Flore conquise - la mère de Marie se prénommait Flore - il ne me restait plus qu'à affronter le grand homme. La paralysie générale, faute de transports en commun et d'essence pour les autos, me rassurait. Je pensais que le projet de Marie s'enliserait dans les sables de la grève générale. C'était sans compter sur sa tendre pugnacité. Sitôt congé pris de la vaporeuse et envahissante Flore, dans l'ascenseur la mâtine me sussurait, très bonbon anglais, " pour monter à Paris tu pourrais emprunter la 2 CV de ta copine Pervenche ? "
- C'est ça petit coeur et pour l'essence je fore illico Cour des 50 otages...
- Pas besoin mon Benoît, tu demandes des bons au Comité de grève...
- Et je dis quoi aux mecs du Comité ? Que c'est pour aller faire une virée à Paris pour demander la main de ma douce Marie à son père. Pas très porteur en ce moment les bonnes manières bourgeoises très chère...

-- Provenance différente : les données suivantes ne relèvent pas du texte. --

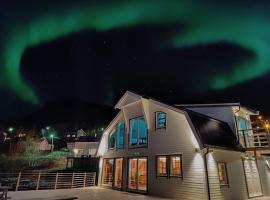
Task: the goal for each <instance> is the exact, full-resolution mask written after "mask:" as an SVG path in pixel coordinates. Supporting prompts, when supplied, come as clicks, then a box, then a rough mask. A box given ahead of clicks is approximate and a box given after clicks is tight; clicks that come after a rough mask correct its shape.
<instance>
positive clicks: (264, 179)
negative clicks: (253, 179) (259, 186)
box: [258, 159, 270, 196]
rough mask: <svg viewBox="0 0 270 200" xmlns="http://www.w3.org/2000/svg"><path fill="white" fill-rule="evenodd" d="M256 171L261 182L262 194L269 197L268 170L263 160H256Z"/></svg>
mask: <svg viewBox="0 0 270 200" xmlns="http://www.w3.org/2000/svg"><path fill="white" fill-rule="evenodd" d="M258 170H259V173H260V177H261V181H262V190H263V194H264V195H266V196H270V169H269V168H268V167H267V165H266V163H265V160H264V159H262V160H261V159H260V160H258Z"/></svg>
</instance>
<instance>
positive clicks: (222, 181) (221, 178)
mask: <svg viewBox="0 0 270 200" xmlns="http://www.w3.org/2000/svg"><path fill="white" fill-rule="evenodd" d="M218 177H219V182H220V184H221V185H228V176H227V168H226V163H218Z"/></svg>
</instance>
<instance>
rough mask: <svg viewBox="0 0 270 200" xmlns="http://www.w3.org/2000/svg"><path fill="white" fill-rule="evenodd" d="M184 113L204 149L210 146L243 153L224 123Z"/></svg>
mask: <svg viewBox="0 0 270 200" xmlns="http://www.w3.org/2000/svg"><path fill="white" fill-rule="evenodd" d="M186 112H187V113H188V116H189V118H190V119H191V122H192V124H193V126H194V128H195V129H196V133H197V136H198V138H199V139H200V141H201V143H202V144H203V145H204V147H207V146H212V147H221V148H226V149H232V150H236V151H243V148H242V147H241V145H240V143H239V140H238V138H237V136H236V135H235V133H234V132H233V131H232V129H231V128H230V126H229V125H228V124H227V123H226V122H223V121H220V120H217V119H214V118H211V117H209V116H206V115H203V114H200V113H197V112H194V111H191V110H186Z"/></svg>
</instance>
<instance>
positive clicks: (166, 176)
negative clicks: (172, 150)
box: [156, 154, 183, 178]
mask: <svg viewBox="0 0 270 200" xmlns="http://www.w3.org/2000/svg"><path fill="white" fill-rule="evenodd" d="M156 167H157V168H156V169H157V171H156V172H157V176H164V177H167V178H169V177H179V178H182V177H183V173H182V155H181V154H177V155H175V154H173V155H159V156H157V166H156Z"/></svg>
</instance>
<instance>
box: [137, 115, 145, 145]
mask: <svg viewBox="0 0 270 200" xmlns="http://www.w3.org/2000/svg"><path fill="white" fill-rule="evenodd" d="M138 120H139V144H147V127H146V122H145V119H144V118H139V119H138Z"/></svg>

- Tu leur dis que c'est pour une ambulance...
- D'où tu la sors ton ambulance fantôme ?
- Des Urgences mon amour, avec tous les tampons que tu veux. Je crois qu'ils adorent les tampons tes camarades du Comité...
- Tu ferais ça !
- Bien sûr mon Benoît, ce n'est pas trahir la cause du peuple. Tout juste un petit mensonge de rien du tout...
- Ma présentation à ton cher père ne peut pas attendre ?
- Non !
- Et pourquoi non ?
- Parce que c'est drôle...
- Pouce Marie ! Fais-moi un dessin, je me paume dans ta logique de fille.
- Pourtant c'est simple joli coeur. Imagine-nous sur les routes désertes, filant vers Paris, capote ouverte, cheveux au vent. Non, toi seulement. Moi, je mettrai un foulard noué derrière le cou. Très Jan Seberg. Aux carrefours nous passerons sous les regards étonnés des pandores. Bonjour, bonjour les hirondelles... Nous serons les rois du monde. Nous mangerons des sandwiches en buvant un petit rosé glacé. Nous entrerons dans Paris par la porte d'Orléans. J'y tiens. Puis nous descendrons les Champs-Elysées en seconde. Je prendrai des photos. Oui, pendant que j'y pense, il faudra que j'achète des berlingots pour papa. Il adore ça. Surtout ceux à l'anis. La Concorde, trois petits tours, et on débarque avenue de Breteuil chez le père. Rien que du pur bonheur !
- Dis comme ça ma douce je capitule. Reddition sans condition...
Ce qui fut dit fut fait. Marie était ainsi, un gros grain de folie dans un petit coeur simple. Nous débarquâmes donc, en fin de matinée chez le grand homme. C'est lui qui nous ouvrit, blouse bise ample, saroual bleu et sandales de moine. Chaleur et effusions, l'homme portait beau, un peu cabotin, la même coquetterie dans l'oeil que ma Marie - c'est l'inverse bien sûr - et surtout, une voix chaude, charmeuse et envoutante. Sous la verrière de son atelier, blanche du soleil au zénith, nous fîmes le tour de ses toiles récentes. Il s'était tu. J'estimai le moment venu d'avouer mon inculture crasse. Sa main se posa sur mon épaule, protectrice " avec Marie vous faites la paire mon garçon. Chirurgienne ! Un métier de mains habiles fait par des imbéciles prétentieux. Qui puis-je ? C'est de famille. Rien que des clones en blouses blanches ! Pour eux je suis le raté. Un millionnaire par la grâce des galeristes américains, l'horreur pour ces Vichyssois refoulés ! Ha, le Maréchal il allait les protéger tous ces bons juifs, bien français... Des pleutres, de la volaille rallié sur le tard au grand coq à képi. Et ils sont allés le rechecher pour défendre l'Algérie française. Bernés ! Mais on leur sert de l'indépendance nationale alors ils baissent leur froc. Ils se croyaient bien au chaud et vous déboulez, tels des enragés. Panique dans le Triangle d'or, tous des futurs émigrés..." Le tout ponctué d'un grand rire tonitruant et de rasades de Bourbon. Par bonheur, grâce à Marie, je carburais au Krug. L'homme pouvait se permettre de railler le héros du 18 juin, résistant de la première heure, à dix-huit ans, un héros ordinaire, compagnon de route des communistes un temps malgré le pacte germano-soviétique et les vilénies de Staline en Espagne, il rompra avec eux bien avant Budapest. Marie m'avait tout raconté sur le chemin de Paris.